Sampling Form
National samples for face-to-face surveys are typically drawn by an area probability method, which relies on US Census figures and maps of the country. For example, the 2016 ANES used a multi-stage process to draw its national sample. This process is called a multistage stratified cluster sample, and has a long history of use in face-to-face surveys. The stages were:
- Selecting primary sampling units (PSUs) from the 48 contiguous states and Washington, DC. (For the face-to-face survey, cost considerations precluded interviewing respondents in Alaska and Hawaii. Respondents in those states were, however, included in the Internet sample.) The PSU’s were counties or portions of counties (Los Angeles County was divided into two PSU’s because of its large area). The PSU’s were then listed by what Census region they were in, the prevalence of poverty in the county, size of minority population, and population size. Sixty PSU’s were then chosen from this list; the probability of being chosen was based on the number of adult citizens in the PSU, so larger population PSU’s had a higher chance of being selected and smaller ones had a lower chance. Cook County, IL (Chicago area), Harris County, TX (Houston area), Maricopa County, AZ (Phoenix area) and both halves of the Los Angeles County PSU were included in the sample of PSU’s.
- Four secondary sampling units were then identified in each PSU.
- Within each secondary sampling unit, individual households were randomly chosen using the US Post Office’s computerized delivery sequence file (DSF). Each of the selected household received a study brochure and $5 in cash.
- An eligible person to be interviewed in the each household was then randomly identified by an interviewer who visited the household.
Interviewees received either $25 or $50 as incentives to complete the interview. As the study went on, this was increased to $100 for non-respondents.
Sampling for telephone surveys is fairly simple as national lists of telephone area codes, exchanges, and even individual numbers exist. One commonly used method begins with all the area codes in the US and then identifies all the exchanges within each area code. After this is done, a computer is programmed to dial a four-digit random sequence of numbers added to each combination of area code and telephone exchange. The actual number of respondents in any code is determined by the actual number of telephone numbers assigned in the geographic area for which the area code is used. This technique is called random digit dialing (RDD). It has advantages over using a telephone book to identify a sample—people with unlisted telephone numbers might be contacted, and there is no telephone book listing of cell phone numbers. A disadvantage is, however, that large numbers of telephone numbers in any area code/exchange combination might be unassigned or are business numbers rather than home numbers. Often five calls must be made to get one working residential number.
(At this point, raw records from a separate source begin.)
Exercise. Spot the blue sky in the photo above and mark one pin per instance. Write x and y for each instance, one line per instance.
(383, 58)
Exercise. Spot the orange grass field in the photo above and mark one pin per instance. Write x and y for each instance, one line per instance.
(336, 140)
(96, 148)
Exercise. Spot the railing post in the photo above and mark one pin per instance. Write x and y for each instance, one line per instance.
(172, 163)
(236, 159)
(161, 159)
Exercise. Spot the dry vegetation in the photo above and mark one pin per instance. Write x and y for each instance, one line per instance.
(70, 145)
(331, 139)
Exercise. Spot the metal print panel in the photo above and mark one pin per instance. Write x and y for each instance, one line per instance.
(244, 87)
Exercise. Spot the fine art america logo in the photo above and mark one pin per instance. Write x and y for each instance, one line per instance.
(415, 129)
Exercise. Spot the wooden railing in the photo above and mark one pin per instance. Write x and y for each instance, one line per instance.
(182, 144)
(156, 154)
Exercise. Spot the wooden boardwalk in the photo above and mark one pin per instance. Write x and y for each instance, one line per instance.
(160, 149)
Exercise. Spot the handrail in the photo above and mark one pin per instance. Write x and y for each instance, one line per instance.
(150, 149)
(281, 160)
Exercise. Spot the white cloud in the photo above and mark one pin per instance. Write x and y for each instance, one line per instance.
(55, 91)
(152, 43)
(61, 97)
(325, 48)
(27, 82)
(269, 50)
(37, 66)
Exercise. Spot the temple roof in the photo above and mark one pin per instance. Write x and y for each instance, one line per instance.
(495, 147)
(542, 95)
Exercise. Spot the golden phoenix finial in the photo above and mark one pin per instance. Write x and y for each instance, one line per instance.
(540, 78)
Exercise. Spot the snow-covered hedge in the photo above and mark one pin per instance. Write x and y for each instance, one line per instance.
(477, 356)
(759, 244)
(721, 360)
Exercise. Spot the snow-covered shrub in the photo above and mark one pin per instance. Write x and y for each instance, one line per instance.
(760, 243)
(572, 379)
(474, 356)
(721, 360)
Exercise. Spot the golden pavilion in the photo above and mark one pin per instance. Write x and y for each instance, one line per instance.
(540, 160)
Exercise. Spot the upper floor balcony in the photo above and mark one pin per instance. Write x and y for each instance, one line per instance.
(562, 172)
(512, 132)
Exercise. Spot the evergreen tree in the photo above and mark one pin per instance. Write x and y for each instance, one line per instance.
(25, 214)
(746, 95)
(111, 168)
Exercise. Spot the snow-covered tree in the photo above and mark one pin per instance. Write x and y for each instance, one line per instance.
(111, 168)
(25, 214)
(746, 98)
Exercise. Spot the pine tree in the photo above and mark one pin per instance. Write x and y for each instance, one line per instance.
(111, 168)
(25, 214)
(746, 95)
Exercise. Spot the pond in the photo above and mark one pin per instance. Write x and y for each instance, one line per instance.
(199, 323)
RDD can be used to include cell phones as well as land lines in the sample, however it is illegal to use automatic dialers to contact cell phone users without their express permission. Many survey houses do not call cell phones for a variety of reasons—many people do not want cell phone calls from unidentified callers; the cell phone owner may be driving, and so on. Cell phone-only households (pdf) are, however, on the rise in the US, so the problem of contacting people for surveys over the phone is growing. As of 2016, more than half of US households (50.8 percent) were cell phone-only. Much higher percentages of people under the age of 30 and poorer people lived in this type of household. Some 62 percent of those aged 18 to 24 and 73 percent of those aged 25 to 29 lived in cell phone only households; the percentage of cell phone only households then drops significantly for older householders. Nearly two-thirds (66.3 percent) of people living in poverty live in cell phone only households as compared to 48.5 percent of non-poverty households. Cell phone-only households also varied widely by state, from 21 percent in New Jersey to nearly 54 percent in Arkansas (pdf).
Most survey organizations modify the pure random digit dialing technique to reduce the number of useless phone calls. One widely used method that dramatically increases the odds of getting a working residential phone number is the Waksberg method.
For many years, sampling for Internet-based surveys involved identifying a population of Internet users who would volunteer (often they are provided incentives for completing surveys) and then taking a sample of this population. More recently, however, the percentage of the U.S. population who use the Internet has grown to such a level that survey organizations can skip the step of identifying Internet users. So in 2016, ANES worked with Marketing Systems Group to develop the Internet survey. This was done by sending a series of letters to randomly selected addresses drawn from the Post Office’s Delivery Sequence File, inviting one household member to participate in the Internet survey. The invitation included $20 in cash; an additional $40 in cash was promised for completing the online survey. This was increased to $80 for those who initially did not respond.